Francesco Branciamore Perfect Quintet – Keep up the dialogue

Francesco Branciamore Perfect Quintet - Keep up the dialogue

Caligola Records 2125 – 2010




Francesco Branciamore: batteria

Elio Amato: trombone, flicorno

Gaetano Cristofaro: clarinetto, sax tenore, sax soprano

Giorgio Occhipinti: pianoforte

Giuseppe Guarrella: contrabbasso







Non occorre ricordare come il jazz siciliano abbia trasceso da tempo le marginalità locali, e ben più di una manciata di suoi esponenti abbia guadagnato statura e voci solidamente trans-nazionali: Francesco Branciamore, batterista avvezzo alle migrazioni e ai confronti verso le più esigenti e sollecitanti scene europee, ha percorso almeno un duplice binario, convergendo con nomi forti del free quali Paul Rutherford, Guido Mazzon e Michel Godard nello scrutare e gettare i segni della “composizione istantanea” (termine da egli coniato e suo contributo operativo al filone), approfondendo dunque uno scenario post-free con il qui riproposto Perfect quartet, già forte di due lavori piano-less e completatosi adesso con il fedele pianista Giorgio Occhipinti.

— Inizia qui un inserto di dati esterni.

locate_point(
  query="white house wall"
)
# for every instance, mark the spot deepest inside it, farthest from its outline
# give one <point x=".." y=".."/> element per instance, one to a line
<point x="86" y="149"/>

“Volevo ritornare ad allargare il suono e gli ambiti compositivi introducendo il pianoforte, a questo si aggiunge l’utilizzo di un nuovo strumento da parte mia: lo xylophono. Il resto è venuto abbastanza spontaneamente. Privilegiando una scrittura che tenesse conto di più voci, considerando anche il polistrumentismo dei due fiati, ho lavorato tendendo a diversificare attraverso l’arrangiamento quanto più possibile il suono del quintetto, lavorando piramidalmente come nei duetti che anticipano l’esposizione tematica e lo sviluppo improvvisativo della composizione a sottolineare l’arco tensivo della melodia”.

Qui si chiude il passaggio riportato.